I don’t think there is one definition of being Japanese American. We are all individuals. At the same time, my Japanese heritage is a big part of my identity. It explains why I like the taste of certain things and not others. It helps me understand the values with which I was raised and why. It connects me to a community with shared experiences. It helps me to relate to people on the other side of the world in Japan. Japanese Americans represent a relationship between two countries that have had big ups and downs over time, but today is about moving forward in partnership with the common belief in our people and the positive role our two countries play in our world.

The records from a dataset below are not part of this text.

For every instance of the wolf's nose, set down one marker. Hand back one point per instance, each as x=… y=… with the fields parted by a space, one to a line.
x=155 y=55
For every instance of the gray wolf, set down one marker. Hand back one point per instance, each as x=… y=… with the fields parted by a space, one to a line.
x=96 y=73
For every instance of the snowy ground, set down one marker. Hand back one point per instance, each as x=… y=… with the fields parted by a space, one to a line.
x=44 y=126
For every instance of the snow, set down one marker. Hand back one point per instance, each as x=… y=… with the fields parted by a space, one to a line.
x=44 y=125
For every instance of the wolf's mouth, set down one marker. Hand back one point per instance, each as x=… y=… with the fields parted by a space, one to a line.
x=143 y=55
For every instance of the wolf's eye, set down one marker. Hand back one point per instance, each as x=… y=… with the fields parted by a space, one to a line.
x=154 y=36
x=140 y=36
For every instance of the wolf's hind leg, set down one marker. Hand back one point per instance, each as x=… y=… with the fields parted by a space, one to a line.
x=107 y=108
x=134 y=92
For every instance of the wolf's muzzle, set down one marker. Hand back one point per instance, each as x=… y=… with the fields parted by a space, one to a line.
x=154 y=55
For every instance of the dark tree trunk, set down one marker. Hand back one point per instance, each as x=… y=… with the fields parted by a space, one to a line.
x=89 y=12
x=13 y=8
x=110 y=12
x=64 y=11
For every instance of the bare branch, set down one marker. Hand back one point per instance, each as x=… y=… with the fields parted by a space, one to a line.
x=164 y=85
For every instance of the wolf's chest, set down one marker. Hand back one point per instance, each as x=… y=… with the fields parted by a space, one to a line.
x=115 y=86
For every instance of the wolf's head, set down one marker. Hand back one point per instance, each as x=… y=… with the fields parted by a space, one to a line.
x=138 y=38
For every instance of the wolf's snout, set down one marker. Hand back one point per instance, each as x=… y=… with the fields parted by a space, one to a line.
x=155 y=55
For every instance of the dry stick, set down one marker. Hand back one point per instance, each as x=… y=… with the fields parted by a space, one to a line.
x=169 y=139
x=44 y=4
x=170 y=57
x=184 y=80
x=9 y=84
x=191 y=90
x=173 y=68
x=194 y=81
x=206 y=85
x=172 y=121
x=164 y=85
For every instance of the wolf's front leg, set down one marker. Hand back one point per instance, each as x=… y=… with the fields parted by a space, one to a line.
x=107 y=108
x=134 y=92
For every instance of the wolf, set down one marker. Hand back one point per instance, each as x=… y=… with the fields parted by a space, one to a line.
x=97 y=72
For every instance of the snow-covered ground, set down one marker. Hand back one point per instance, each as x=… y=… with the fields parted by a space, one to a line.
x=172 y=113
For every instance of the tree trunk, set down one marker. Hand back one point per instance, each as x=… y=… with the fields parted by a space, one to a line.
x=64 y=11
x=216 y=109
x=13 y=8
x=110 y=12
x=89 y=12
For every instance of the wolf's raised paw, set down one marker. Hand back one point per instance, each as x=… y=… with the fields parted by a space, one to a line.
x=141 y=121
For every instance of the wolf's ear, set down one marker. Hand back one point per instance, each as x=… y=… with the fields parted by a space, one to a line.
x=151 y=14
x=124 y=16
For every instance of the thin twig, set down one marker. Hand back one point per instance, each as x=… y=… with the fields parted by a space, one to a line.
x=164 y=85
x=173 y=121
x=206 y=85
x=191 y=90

This is a very difficult to answer because there is too much ground to cover. Here’s an attempt – How we behave and perform. I consider it essential that Japanese Americans are regarded well by the community. This sets the standard for other Japanese Americans, especially the young, to emulate or exceed. I observe this as a problem with many other ethnic groups, resulting in social discord. How can you expect others to act appropriately if you’re not helping to set high standards? How we think: It’s important to remember the history of Japanese Americans in America and the injustice they suffered during WWII. Remembering is partly to honor their past struggles and perseverance, but more so to bear in mind that what we enjoy should not be taken for granted. Never deny your heritage or blame failures on your ethnicity. Be proud of being a Japanese American, be respectful of all other ethnicities, and share each other’s culture.